On a wholesale 2degrees PPPoE connection (1492 bytes MTU size) with MSS clamping enabled on the NAT I can visit https://pages.github.com fine at .153 or .154 addresses. Is there a specific functionality other than successful page load to test? My page load was using TCP (I don't know it uses QUIC on some browsers) MSS 1452 bytes.

Rudster

  #3328366 6-Jan-2025 18:46
I have tried updating the hosts file. I initially thought it was a DNS issue as I had recently changed the networks DNS config. But reversing it, and messing with browsers config made no change. Mobile devices, windows, and linux. Switching to 2D 4G and it works. 

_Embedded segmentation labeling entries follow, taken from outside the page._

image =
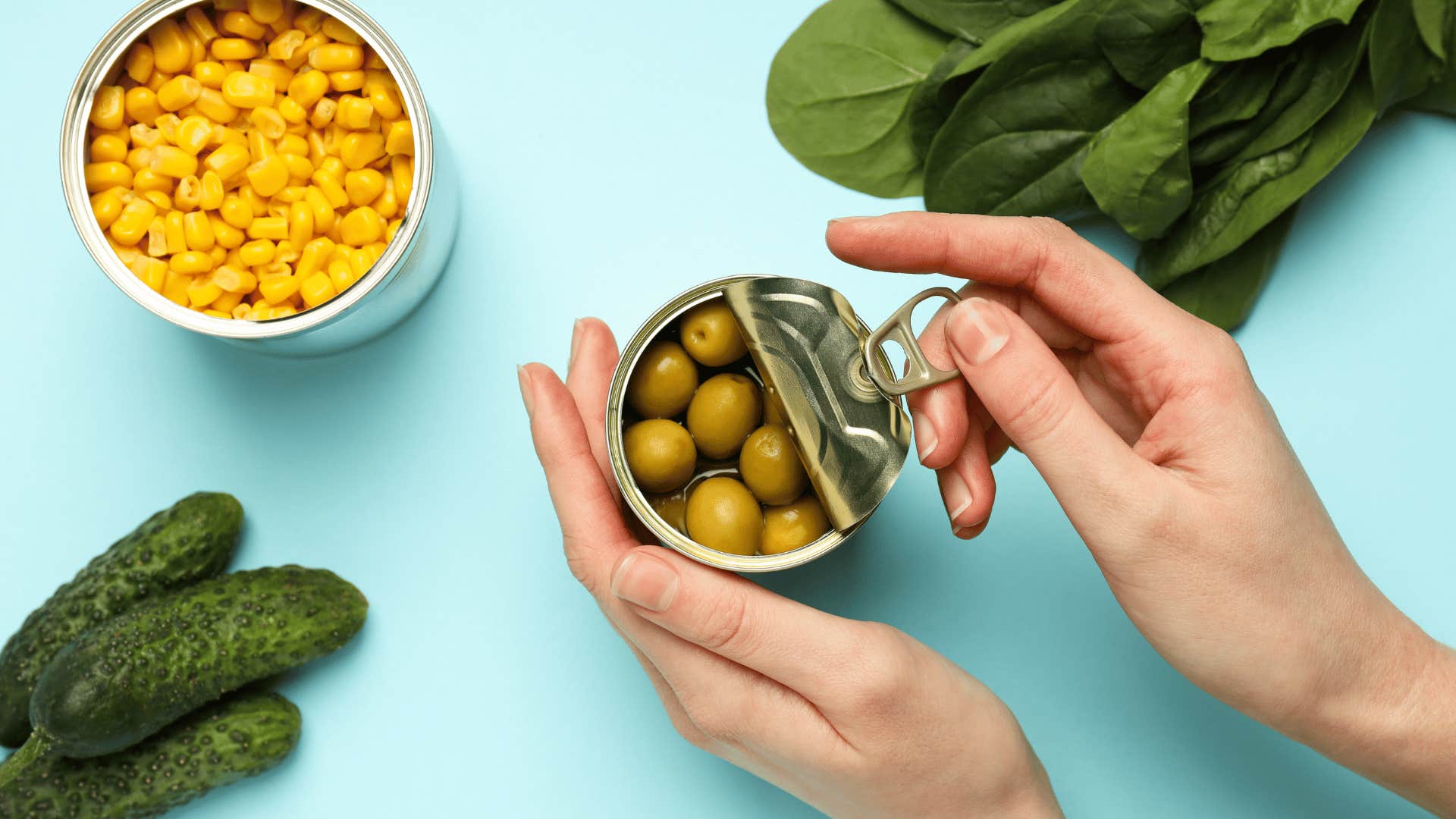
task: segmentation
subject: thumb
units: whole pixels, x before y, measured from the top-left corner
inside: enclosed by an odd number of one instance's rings
[[[1147,462],[1096,414],[1021,316],[967,299],[951,310],[945,334],[957,369],[1073,522],[1086,520],[1093,504],[1136,493]]]

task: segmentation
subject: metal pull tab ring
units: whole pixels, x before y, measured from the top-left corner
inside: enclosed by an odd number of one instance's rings
[[[869,338],[865,340],[865,366],[869,369],[871,380],[885,395],[898,398],[907,392],[961,377],[958,370],[942,370],[932,366],[920,350],[920,344],[914,340],[914,326],[910,324],[910,316],[920,302],[935,296],[941,296],[951,305],[961,300],[960,293],[949,287],[923,290],[901,305],[898,310],[885,319],[885,324],[875,328],[875,332],[871,332]],[[906,351],[906,375],[903,377],[895,377],[885,364],[885,357],[879,354],[885,341],[895,341]]]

The only last thing that I don't understand is if I use the lynx browser, it works. If I curl, it's fine. But Chrome and Firefox both have issues. And it's device agnostic.

 

 

 

Edit: Retested lynx, and it loaded but it took a solid 10 seconds to setup connection. I am also having issue with https://www.2degrees.nz

 

Rudster

  #3328369 6-Jan-2025 18:56
 ping -M do -s 1456 www.2degrees.nz
PING dsu09xgs6muxj.cloudfront.net (54.192.177.24) 1456(1484) bytes of data.
1464 bytes from server-54-192-177-24.akl50.r.cloudfront.net (54.192.177.24): icmp_seq=1 ttl=248 time=1.71 ms
1464 bytes from server-54-192-177-24.akl50.r.cloudfront.net (54.192.177.24): icmp_seq=2 ttl=248 time=2.25 ms
^C
--- dsu09xgs6muxj.cloudfront.net ping statistics ---
2 packets transmitted, 2 received, 0% packet loss, time 1001ms
rtt min/avg/max/mdev = 1.706/1.978/2.251/0.272 ms

 

 ping -M do -s 1457 www.2degrees.nz
PING dsu09xgs6muxj.cloudfront.net (54.192.177.24) 1457(1485) bytes of data.
ping: sendmsg: Message too long
ping: sendmsg: Message too long
^C
--- dsu09xgs6muxj.cloudfront.net ping statistics ---
2 packets transmitted, 0 received, +2 errors, 100% packet loss, time 1023ms

Rudster

  #3328377 6-Jan-2025 19:43
Final test for today.

 

Set MTU to 1508 as recommended, and tested destinations.

 

1.1.1.1 (Known Good)

 

ap-southeast-2.console.aws.amazon.com (Known Issue)

 

www.2degrees.nz (Known Issue)

 

 

 

ping -M do -s 1472 ap-southeast-2.console.aws.amazon.com
PING a9faf713df4858b6a.awsglobalaccelerator.com (99.83.249.255) 1472(1500) bytes of data.
^C
--- a9faf713df4858b6a.awsglobalaccelerator.com ping statistics ---
6 packets transmitted, 0 received, 100% packet loss, time 5078ms

 

ping -M do -s 1472 1.1.1.1
PING 1.1.1.1 (1.1.1.1) 1472(1500) bytes of data.
1480 bytes from 1.1.1.1: icmp_seq=1 ttl=58 time=1.36 ms
1480 bytes from 1.1.1.1: icmp_seq=2 ttl=58 time=1.47 ms
1480 bytes from 1.1.1.1: icmp_seq=3 ttl=58 time=4.74 ms
^C
--- 1.1.1.1 ping statistics ---
3 packets transmitted, 3 received, 0% packet loss, time 2003ms
rtt min/avg/max/mdev = 1.362/2.524/4.744/1.570 ms

 


ping -M do -s 1457 www.2degrees.nz
PING dsu09xgs6muxj.cloudfront.net (54.192.177.45) 1457(1485) bytes of data.
^C
--- dsu09xgs6muxj.cloudfront.net ping statistics ---
8 packets transmitted, 0 received, 100% packet loss, time 7107ms

yitz
  #3328494 6-Jan-2025 22:39
30 seconds sounds like a common time out period. Are you sure one of your round-robin DNS resolvers hasn't died?

 

Also I'm pretty sure fe31nz only advised testing 1508 byte MTU over IPv6 paths but you are testing IPv4 and have said IPv6 is disabled on your LAN.

 

I'm not familiar with OPNSense but with the MSS field blank in your screenshot and choosing to stay IPv4 only you might want to look into MSS clamping on a PPPoE setup.